It is important to be aware that some syndromes require additional specific testing, as they are not readily identified using current common methods (Table 1). This includes disorders of mitochondrial DNA (mtDNA), imprinting disorders (e.g. Angelman syndrome, for which methylation testing is used) and fragile-X syndrome.

TABLE 1 Comparison of current methods of genetic testing

Robust guidance has been created to ensure standardised ways of interpreting genetic findings, which is essential to avoid inaccurate diagnosis that might lead to incorrect clinical advice regarding pre-diagnostic testing and intervention. Genetic variants are classified according to guidelines agreed through the American College of Medical Genetics and Genomics and the Association for Molecular Pathology (Box 4).

BOX 4 Classifications of genetic variants

Benign variant

Not thought to be associated with disease.

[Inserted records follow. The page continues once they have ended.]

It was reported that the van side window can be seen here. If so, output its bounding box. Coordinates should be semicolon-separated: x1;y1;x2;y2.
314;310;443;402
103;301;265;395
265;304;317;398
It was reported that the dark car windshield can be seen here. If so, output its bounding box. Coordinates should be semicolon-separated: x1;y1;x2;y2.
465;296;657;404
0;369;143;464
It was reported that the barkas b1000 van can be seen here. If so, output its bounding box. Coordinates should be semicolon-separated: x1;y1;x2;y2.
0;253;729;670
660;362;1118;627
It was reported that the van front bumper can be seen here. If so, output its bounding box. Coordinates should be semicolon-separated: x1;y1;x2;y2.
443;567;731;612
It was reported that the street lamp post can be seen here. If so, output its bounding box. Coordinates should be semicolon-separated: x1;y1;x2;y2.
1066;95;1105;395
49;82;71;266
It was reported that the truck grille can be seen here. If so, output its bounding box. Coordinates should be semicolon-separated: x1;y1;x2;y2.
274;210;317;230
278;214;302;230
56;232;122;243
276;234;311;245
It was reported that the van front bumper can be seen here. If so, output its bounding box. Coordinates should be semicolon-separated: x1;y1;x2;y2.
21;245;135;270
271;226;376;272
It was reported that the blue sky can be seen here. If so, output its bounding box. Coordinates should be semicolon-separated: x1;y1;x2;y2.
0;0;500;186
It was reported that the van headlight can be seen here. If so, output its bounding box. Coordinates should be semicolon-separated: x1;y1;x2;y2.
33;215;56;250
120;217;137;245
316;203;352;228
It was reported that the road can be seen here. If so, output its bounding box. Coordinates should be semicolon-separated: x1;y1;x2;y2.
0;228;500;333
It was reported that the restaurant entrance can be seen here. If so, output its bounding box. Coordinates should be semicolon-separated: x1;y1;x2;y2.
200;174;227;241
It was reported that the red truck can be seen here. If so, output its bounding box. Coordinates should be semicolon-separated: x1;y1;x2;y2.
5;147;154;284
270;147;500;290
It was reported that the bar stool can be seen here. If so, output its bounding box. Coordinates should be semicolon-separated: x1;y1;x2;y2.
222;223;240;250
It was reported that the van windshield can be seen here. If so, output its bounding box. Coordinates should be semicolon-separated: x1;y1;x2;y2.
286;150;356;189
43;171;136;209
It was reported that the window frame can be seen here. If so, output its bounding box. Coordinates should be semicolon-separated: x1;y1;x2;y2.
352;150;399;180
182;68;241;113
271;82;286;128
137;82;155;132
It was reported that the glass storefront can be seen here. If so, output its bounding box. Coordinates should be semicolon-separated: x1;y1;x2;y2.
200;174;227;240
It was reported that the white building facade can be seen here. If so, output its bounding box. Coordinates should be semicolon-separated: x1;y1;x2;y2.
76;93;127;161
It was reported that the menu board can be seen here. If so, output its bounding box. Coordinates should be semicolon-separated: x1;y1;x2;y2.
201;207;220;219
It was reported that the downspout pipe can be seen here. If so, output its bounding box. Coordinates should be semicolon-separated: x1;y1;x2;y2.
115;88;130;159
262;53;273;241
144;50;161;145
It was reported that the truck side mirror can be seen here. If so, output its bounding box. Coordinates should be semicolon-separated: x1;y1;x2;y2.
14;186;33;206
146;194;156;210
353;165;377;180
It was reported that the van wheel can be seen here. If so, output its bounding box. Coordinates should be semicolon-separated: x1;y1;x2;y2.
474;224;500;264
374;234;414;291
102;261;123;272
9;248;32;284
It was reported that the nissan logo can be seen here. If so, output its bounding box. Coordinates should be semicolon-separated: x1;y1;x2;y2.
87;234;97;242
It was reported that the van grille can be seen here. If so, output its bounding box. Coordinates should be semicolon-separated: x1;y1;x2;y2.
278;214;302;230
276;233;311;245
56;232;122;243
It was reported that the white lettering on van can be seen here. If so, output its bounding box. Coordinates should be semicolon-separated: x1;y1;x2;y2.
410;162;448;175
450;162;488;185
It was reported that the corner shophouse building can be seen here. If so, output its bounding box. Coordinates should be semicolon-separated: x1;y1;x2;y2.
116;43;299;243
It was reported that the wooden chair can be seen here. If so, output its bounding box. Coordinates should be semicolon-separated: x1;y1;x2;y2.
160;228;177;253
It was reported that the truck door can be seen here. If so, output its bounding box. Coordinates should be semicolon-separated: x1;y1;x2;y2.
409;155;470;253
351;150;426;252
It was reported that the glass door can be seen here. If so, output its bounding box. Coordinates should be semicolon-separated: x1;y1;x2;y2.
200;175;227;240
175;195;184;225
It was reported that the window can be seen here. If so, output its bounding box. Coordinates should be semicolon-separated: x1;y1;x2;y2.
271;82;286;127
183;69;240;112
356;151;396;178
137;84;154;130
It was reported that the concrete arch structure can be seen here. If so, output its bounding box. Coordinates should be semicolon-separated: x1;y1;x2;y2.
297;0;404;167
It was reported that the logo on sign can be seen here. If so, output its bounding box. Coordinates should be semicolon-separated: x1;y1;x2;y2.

Such variants are often present in phenotypically normal individuals or in the general population.

Likely benign variant

Considerable evidence to suggest that the variant is not associated with disease but additional evidence could further clarify this.

Variant of uncertain significance

There is not enough information to determine whether the variant is pathogenic or benign. Parental studies might be used to provide additional information to clarify pathogenicity.

Likely pathogenic variant

Considerable evidence to suggest that the variant is associated with disease but additional evidence could further clarify the variant's pathogenicity.

Pathogenic

Thought to be associated with disease. The variant is known to be associated with a rare condition and to explain the patient's phenotype.

Neurodevelopmental disorders and diagnostic yield from genetic testing

Medical investigations have a higher diagnostic yield in children with severe developmental delay (developmental quotient 4 s.d. or more below the mean on formal testing) than in the larger group of children with mild or moderate delay (developmental quotient 2–4 s.d. below the mean on formal testing).

Neurodevelopmental disorders may arise from genetic variation that affects brain development and function. Genetic variation can occur within a chromosomal change, a copy number variant or a single nucleotide change. Epigenetic processes also affect how and when genes are transcribed into proteins. These processes regulate the changes required at different stages of development. DNA methylation and chromatin modification are two global mechanisms that regulate gene expression (Ng Reference Ng and Bird1999). The human genome is tightly packaged with chromatin in the nucleus of the cell, with DNA sequences wrapped around histone proteins. Chromatin modification takes place via enzyme reactions to allow specific regions of DNA to be accessed. Methylation is a chemical reaction that enables sequences of DNA to be ‘silenced’ to regulate expression.

Genes that influence early brain development and neuronal communication (synaptic function) (Satterstrom Reference Satterstrom, Kosmicki and Wang2020) and those that regulate the expression of other genes are highly implicated in neurodevelopmental disorders (Sanders Reference Sanders, He and Willsey2015).

Intellectual disability

Chromosomal microarray is considered the first-line diagnostic genetic test to look for copy number variants in all individuals with global developmental delay/intellectual disability (Moeschler Reference Moeschler and Shevell2014). Diagnostic yields from microarray testing have been found to be up to 13% in adults with intellectual disability and comorbid psychiatric disorders (Thygesen Reference Thygesen, Wolfe and McQuillin2018).

Fragile-X syndrome remains a common cause of intellectual disability and ASD, and even epilepsy in some cases, and should be offered in addition to microarray testing to those with a positive family history of intellectual disability and autism.

Fragile-X syndrome is caused by a short tandem repeat (STR) on the X chromosome, as a result of transcriptional silencing of the FMR1 gene, leading to the absence of the FMR1 protein, which plays a key role in prenatal and postnatal brain development and has a critical function in the establishment and maintenance of neuronal synapses. The level of intellectual disability relates to the length of the tandem repeat. Males typically present with moderate to severe developmental delay/intellectual disability and females often have milder disability. Individuals with fragile-X may experience early cognitive decline and tremor (Sauna-Aho Reference Sauna-Aho, Bjelogrlic-Laakso and Rautava2020).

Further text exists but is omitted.